Many Americans have given up on trying to plan for retirement; people are just trying to survive day-to-day after the economic contraction we experienced from 2007 to 2008. The rising costs of food and energy were also cited as sapping money away that would otherwise have gone toward paying other bills.
Lower income families spend more than half of their earnings on essentials compared to the middle class.
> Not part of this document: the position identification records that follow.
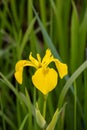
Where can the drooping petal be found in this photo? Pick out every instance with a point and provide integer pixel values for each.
(19, 69)
(45, 79)
(62, 68)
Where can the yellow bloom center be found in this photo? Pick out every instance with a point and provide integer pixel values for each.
(45, 78)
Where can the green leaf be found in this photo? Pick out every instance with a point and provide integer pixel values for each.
(70, 81)
(23, 122)
(74, 39)
(46, 36)
(55, 118)
(26, 36)
(39, 118)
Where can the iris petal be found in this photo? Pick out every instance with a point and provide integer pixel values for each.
(19, 69)
(62, 68)
(45, 79)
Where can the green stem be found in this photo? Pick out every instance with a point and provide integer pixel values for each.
(75, 91)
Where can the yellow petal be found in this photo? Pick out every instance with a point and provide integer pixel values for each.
(19, 69)
(47, 59)
(62, 68)
(45, 79)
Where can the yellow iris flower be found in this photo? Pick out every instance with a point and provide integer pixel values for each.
(45, 78)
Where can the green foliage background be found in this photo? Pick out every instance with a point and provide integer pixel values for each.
(29, 25)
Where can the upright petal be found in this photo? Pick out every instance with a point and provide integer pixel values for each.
(45, 79)
(19, 69)
(62, 68)
(34, 61)
(47, 59)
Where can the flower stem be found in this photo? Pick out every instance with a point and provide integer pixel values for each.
(44, 106)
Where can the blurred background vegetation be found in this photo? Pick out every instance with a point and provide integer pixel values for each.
(62, 27)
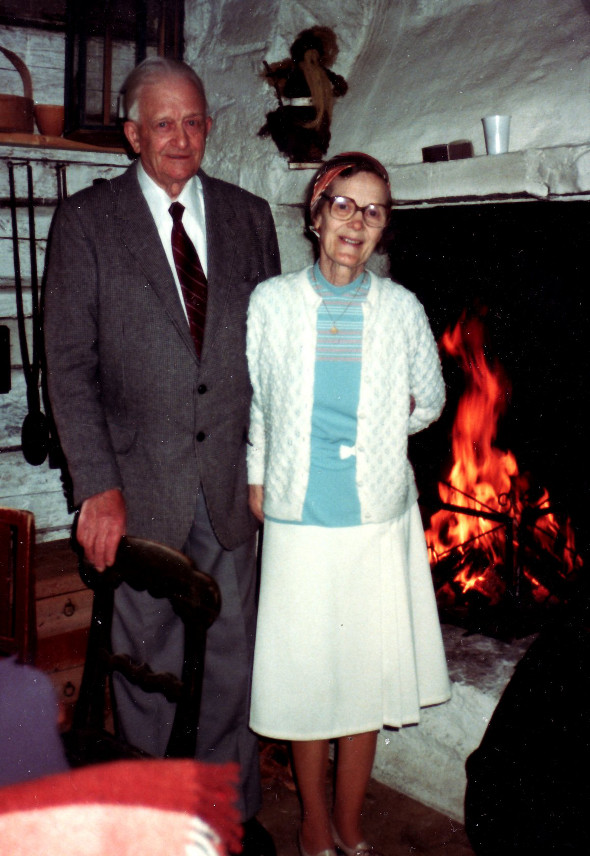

It is no surprise that, combined with little job growth and rising food and energy costs, 60% of lower income individuals have been forced to dip into their retirement accounts to make ends meet. The economic contraction was most devastating to the lower income families.
Not only do these statistics reveal a crisis, but they also highlight the fact that, unless we exit this economic contraction with significant job creation and real wages climbing considerably over real inflation, a comfortable retirement will allude—or actually become an impossibility for—most Americans.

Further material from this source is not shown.